И если вы, дорогие мои земляки, проголосуете за пару Воскобойников – Бронницкий, то жизнь наша будет лучше и краше. А теперь, сами понимаете, надо дорогих гостей отмыть от дорожной пыли и ваших бессовестно откровенных вопросов, накормить и в постельку уложить. Поэтому – аминь!

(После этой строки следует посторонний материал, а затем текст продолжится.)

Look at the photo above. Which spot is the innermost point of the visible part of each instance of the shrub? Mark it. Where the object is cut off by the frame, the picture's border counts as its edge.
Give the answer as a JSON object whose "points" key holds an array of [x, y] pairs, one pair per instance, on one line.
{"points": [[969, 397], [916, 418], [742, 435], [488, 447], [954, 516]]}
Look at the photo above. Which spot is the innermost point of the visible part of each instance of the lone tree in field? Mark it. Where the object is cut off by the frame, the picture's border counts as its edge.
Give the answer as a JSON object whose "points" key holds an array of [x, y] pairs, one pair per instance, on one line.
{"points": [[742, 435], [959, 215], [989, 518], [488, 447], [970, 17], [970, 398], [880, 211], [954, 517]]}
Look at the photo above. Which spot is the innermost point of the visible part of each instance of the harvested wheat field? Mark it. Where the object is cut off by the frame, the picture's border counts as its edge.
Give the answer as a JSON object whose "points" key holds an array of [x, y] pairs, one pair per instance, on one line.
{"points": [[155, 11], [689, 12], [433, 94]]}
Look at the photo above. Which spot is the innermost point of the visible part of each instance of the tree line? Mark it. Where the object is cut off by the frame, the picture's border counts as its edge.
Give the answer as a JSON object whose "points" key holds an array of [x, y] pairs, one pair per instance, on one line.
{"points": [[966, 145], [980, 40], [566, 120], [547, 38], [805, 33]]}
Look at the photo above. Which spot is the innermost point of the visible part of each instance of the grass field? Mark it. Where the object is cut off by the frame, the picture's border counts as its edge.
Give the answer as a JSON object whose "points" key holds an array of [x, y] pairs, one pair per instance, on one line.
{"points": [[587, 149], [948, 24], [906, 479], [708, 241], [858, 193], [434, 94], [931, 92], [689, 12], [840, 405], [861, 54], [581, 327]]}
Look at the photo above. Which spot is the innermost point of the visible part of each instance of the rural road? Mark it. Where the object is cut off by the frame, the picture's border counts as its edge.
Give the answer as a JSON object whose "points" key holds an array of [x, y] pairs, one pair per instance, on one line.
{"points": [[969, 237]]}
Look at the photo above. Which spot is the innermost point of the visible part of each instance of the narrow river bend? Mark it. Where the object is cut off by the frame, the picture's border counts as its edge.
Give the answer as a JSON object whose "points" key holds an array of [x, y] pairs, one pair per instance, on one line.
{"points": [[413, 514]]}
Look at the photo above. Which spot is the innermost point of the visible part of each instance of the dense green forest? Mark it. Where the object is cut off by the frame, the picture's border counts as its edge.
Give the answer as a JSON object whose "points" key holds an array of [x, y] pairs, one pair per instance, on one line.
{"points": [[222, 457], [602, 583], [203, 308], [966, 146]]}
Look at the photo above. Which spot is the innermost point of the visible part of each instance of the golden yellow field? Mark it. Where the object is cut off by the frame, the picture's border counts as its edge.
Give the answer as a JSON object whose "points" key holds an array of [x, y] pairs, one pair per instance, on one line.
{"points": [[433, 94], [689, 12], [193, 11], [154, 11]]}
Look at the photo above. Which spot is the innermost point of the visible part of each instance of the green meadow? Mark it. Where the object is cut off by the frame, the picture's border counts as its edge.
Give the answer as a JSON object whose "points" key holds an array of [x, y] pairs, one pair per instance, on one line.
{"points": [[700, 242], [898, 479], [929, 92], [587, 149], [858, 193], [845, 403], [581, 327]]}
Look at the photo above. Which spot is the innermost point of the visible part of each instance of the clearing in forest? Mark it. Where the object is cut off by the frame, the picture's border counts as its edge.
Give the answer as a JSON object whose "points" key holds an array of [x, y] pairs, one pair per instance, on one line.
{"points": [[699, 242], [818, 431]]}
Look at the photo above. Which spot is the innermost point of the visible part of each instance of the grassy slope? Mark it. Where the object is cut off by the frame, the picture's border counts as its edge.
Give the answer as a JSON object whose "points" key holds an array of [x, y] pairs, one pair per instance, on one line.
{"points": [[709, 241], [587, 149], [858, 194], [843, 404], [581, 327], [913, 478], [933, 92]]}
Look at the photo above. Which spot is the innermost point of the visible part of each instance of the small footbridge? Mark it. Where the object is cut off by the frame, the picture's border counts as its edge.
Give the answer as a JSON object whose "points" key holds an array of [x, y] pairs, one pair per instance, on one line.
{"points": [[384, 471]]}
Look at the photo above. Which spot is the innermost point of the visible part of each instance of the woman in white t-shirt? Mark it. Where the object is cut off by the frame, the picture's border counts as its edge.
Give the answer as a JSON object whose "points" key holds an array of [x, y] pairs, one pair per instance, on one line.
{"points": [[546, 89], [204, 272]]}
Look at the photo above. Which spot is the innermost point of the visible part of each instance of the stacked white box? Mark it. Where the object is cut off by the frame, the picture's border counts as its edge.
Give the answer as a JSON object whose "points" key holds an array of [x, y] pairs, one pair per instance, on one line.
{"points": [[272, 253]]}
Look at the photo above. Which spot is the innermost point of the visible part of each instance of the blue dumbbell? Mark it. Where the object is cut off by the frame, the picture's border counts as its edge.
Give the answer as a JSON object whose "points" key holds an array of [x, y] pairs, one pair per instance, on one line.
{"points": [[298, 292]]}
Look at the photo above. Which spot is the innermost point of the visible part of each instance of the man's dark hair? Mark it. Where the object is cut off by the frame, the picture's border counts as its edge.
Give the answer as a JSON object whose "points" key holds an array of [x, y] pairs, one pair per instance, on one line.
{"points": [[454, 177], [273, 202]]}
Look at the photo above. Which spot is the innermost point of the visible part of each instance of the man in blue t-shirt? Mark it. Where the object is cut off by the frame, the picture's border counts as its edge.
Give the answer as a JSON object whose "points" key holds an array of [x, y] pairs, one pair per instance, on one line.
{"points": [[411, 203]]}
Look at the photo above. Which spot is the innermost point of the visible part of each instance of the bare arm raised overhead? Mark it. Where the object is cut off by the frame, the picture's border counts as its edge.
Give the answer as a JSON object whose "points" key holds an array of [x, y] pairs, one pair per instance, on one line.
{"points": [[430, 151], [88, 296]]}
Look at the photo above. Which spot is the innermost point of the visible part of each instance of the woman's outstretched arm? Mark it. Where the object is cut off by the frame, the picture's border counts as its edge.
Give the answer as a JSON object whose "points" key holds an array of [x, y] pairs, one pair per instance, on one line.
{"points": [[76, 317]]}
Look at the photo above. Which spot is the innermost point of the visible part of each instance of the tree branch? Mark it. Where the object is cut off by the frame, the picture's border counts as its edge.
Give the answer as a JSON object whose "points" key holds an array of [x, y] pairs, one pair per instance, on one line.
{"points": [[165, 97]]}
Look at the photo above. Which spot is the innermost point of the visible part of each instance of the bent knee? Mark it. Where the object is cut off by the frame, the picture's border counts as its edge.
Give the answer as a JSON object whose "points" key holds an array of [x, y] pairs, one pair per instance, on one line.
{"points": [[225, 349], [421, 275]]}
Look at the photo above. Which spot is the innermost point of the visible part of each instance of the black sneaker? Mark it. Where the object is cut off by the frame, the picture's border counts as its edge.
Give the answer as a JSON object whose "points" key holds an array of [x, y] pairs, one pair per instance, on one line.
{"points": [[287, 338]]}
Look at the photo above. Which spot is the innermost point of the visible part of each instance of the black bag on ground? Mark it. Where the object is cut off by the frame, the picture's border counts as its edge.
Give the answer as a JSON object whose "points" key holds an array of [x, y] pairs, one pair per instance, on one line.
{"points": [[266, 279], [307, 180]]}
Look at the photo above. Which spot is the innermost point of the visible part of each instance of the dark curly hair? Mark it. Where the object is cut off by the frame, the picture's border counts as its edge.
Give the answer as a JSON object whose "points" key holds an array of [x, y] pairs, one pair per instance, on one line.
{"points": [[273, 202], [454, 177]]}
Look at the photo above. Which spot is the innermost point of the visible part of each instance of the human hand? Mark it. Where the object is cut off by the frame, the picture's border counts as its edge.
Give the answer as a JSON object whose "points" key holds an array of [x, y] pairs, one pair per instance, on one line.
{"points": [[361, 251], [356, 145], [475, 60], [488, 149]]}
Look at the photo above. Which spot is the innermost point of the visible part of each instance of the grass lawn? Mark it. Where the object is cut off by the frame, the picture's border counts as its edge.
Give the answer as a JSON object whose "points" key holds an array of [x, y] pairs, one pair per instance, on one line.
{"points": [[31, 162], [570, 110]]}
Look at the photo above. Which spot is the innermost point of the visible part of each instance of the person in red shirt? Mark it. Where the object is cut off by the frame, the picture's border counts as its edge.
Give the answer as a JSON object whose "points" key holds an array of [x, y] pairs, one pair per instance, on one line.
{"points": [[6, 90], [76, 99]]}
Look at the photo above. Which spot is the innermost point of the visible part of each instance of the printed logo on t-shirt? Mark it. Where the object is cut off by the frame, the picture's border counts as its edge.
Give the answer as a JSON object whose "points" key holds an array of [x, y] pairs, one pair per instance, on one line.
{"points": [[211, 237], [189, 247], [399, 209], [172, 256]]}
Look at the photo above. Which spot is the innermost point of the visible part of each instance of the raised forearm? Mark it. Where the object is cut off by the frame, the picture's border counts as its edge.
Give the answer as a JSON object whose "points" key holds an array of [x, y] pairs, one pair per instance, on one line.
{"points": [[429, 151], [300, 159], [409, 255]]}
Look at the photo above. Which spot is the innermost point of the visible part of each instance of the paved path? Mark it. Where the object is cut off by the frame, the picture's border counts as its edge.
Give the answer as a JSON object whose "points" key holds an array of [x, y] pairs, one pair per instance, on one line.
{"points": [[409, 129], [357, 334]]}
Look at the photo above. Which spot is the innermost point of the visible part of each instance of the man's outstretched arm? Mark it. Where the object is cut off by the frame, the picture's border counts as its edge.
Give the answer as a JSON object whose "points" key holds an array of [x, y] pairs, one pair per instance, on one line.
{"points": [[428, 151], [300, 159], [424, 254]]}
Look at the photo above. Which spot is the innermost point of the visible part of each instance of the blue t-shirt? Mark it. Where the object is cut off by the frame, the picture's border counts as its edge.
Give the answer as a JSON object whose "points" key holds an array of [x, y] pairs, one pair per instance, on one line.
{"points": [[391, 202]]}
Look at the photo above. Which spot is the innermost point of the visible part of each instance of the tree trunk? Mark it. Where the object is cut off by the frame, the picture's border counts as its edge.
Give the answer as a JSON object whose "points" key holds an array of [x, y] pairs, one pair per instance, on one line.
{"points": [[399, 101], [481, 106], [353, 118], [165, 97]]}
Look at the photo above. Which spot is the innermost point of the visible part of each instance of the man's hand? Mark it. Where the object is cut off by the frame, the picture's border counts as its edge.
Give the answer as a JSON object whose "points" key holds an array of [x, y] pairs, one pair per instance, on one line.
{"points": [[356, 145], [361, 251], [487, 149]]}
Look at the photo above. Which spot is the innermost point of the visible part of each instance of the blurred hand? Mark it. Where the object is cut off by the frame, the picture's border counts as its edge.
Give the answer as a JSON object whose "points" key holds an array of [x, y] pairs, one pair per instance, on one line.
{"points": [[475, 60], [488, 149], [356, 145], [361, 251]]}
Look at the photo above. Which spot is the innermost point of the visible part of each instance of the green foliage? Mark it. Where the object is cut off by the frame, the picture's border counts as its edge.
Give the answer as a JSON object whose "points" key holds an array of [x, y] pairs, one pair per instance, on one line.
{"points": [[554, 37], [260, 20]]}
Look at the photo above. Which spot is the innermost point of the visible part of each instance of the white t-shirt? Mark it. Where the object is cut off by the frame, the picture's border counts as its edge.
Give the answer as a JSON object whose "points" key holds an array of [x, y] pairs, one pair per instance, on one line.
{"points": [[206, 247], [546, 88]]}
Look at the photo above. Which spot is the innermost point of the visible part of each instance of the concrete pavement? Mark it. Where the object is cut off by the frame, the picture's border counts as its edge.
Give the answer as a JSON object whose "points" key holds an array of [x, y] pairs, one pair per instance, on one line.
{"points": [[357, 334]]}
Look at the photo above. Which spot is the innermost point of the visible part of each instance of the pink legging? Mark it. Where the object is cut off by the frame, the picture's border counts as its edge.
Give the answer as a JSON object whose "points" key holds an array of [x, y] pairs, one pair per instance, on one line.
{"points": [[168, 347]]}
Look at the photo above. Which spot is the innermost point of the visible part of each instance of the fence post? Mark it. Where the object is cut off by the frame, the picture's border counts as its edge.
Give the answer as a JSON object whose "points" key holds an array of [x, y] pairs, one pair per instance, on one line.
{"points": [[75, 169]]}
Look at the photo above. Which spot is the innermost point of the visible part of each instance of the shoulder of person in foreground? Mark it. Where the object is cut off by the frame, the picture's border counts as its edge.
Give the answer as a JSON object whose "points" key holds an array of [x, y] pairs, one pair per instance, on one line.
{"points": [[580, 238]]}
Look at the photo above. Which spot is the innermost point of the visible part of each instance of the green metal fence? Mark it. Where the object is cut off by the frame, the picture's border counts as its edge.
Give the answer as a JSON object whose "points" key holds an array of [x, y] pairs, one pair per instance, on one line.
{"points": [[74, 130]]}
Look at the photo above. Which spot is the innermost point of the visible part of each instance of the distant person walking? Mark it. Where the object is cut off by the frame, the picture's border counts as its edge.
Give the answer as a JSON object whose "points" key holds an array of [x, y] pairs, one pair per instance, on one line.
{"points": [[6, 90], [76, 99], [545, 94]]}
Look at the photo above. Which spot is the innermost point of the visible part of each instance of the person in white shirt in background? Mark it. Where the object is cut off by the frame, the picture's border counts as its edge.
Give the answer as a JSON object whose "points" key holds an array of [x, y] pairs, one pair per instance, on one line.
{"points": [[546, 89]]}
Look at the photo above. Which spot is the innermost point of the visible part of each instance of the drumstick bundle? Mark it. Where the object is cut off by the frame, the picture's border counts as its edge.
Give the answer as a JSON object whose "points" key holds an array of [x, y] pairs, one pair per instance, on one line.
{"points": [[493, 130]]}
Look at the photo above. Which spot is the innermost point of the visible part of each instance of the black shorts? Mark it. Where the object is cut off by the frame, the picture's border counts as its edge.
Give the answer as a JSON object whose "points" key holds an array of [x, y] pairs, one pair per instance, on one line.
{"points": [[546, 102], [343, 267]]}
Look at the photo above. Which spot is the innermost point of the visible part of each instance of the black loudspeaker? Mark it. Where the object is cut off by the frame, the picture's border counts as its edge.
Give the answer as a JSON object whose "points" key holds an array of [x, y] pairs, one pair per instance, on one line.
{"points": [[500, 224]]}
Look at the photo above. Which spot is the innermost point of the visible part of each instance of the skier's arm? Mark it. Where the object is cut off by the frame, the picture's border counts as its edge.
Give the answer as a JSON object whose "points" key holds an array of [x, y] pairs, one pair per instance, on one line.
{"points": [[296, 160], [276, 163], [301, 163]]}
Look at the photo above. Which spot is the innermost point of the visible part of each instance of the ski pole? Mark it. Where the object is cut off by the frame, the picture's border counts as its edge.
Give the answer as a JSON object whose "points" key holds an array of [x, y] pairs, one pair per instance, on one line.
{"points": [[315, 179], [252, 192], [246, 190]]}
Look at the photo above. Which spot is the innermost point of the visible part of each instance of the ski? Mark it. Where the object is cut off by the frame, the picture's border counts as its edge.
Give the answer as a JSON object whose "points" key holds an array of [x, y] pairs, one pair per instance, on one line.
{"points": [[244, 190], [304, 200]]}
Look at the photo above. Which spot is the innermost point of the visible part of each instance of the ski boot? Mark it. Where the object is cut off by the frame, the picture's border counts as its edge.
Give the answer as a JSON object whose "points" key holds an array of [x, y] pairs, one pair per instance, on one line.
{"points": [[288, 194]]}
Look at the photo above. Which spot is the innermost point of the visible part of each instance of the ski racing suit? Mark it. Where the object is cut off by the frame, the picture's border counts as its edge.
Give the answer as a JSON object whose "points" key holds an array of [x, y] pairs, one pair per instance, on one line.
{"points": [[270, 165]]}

Все бросились благодарить гостей, приглашатли их приехать еще и посмотреть на местных девок, а вдруг какая и понравится. Народ уже знал, что молодой писатель холостой, и делал соответствующие выводы. А я за все это время, пережив не одну волну откровения, восторженности и почти катарсиса, только сейчас, когда нас обдули запахи деревенской улицы и прыснул июньский дождичек, заметил, что Бардов был серьезен и даже грустен. Нет, он, конечно, отвечал на вопросы, шутил, рассказывал смешные истории, но в глазах стояла легкая тоска. Когда мы уже подошли к дому председателя, я поинтересовался причиной такой непривычной замкнутости.

Пётр Ринатович внимательно посмотрел на меня, потом на далекий лес, на ворон, которые кричали в свое воронье горло и сотнями летали над деревней, делая хмурое небо еще темнее.

Не к добру это, Феденька. Ты же журналист, а стало быть, суеверный товарищ. Если наш символ, броневик, попал в аварию, то ничего хорошего это не сулит и его хозяину, нашему благодетелю, и вообще...

Странно, и это говорите мне вы, сама уверенность и непоколебимость! – Я даже оторопел от такой не столько откровенности, сколько обреченности Рафаэля.

Ладно, пошли отдыхать. День был трудный! – вздохнул Бардов.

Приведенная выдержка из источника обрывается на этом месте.